Murfreesboro reduces hours for Internet cafes
Published 6:27 pm Friday, July 16, 2021
MURFREESBORO – A quick public hearing was held at the most recent Murfreesboro Town Council meeting, but no citizens chose to share their thoughts on the topic.
The hearing was held at the July 14 meeting to consider an amendment to the town’s Internet Sweepstakes ordinance. According to the amendment, any businesses engaged in electronic gaming operations activities would only be able to operate from 7 a.m. to 2 p.m. six days a week, and no operations would be allowed on Sundays.
The previous hours allowed the businesses to operate later into the evening and night.
Mayor Hal Thomas read the amended section of the ordinance and called for comments, but no one in attendance chose to speak. The council members did not have any discussion about the proposed amendment either.
Council member Jay Revelle motioned to approve the amended ordinance, and Council member Sarah Wallace provided the second. The vote was unanimously in favor.

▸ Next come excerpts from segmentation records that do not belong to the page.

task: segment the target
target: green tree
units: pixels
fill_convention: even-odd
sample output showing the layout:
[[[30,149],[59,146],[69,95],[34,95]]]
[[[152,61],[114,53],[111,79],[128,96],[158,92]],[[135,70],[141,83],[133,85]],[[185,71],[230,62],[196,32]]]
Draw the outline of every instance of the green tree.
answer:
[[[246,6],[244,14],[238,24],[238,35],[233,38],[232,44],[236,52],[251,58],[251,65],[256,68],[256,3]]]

The change in the ordinance was originally requested by Murfreesboro Police Chief David Griffith. He spoke to the News Herald on Thursday to explain the need for an updated ordinance.
“I, along with many other North Carolina police chiefs and sheriffs, share very similar opinions on Internet Sweepstakes, cafes, parlors, and business centers,” said Griffith, noting the variety of names these operate under. “There have been many counties and cities that have outright banned them.
“Our goal is to keep our citizens safe and in no danger,” he continued. “At our previous establishment, we saw an increase in calls for service.”
Those calls ranged anywhere from robberies and larceny to trespassing.
“Many, but not all, occurred during the night hours,” Griffith pointed out. “Our goal in reducing the hours of operation directly correlates with keeping our citizens safe.
“We have no intention of shutting a business down. We just hope that by reducing the hours of operation, we can attain our ultimate goal of citizen safety,” he concluded.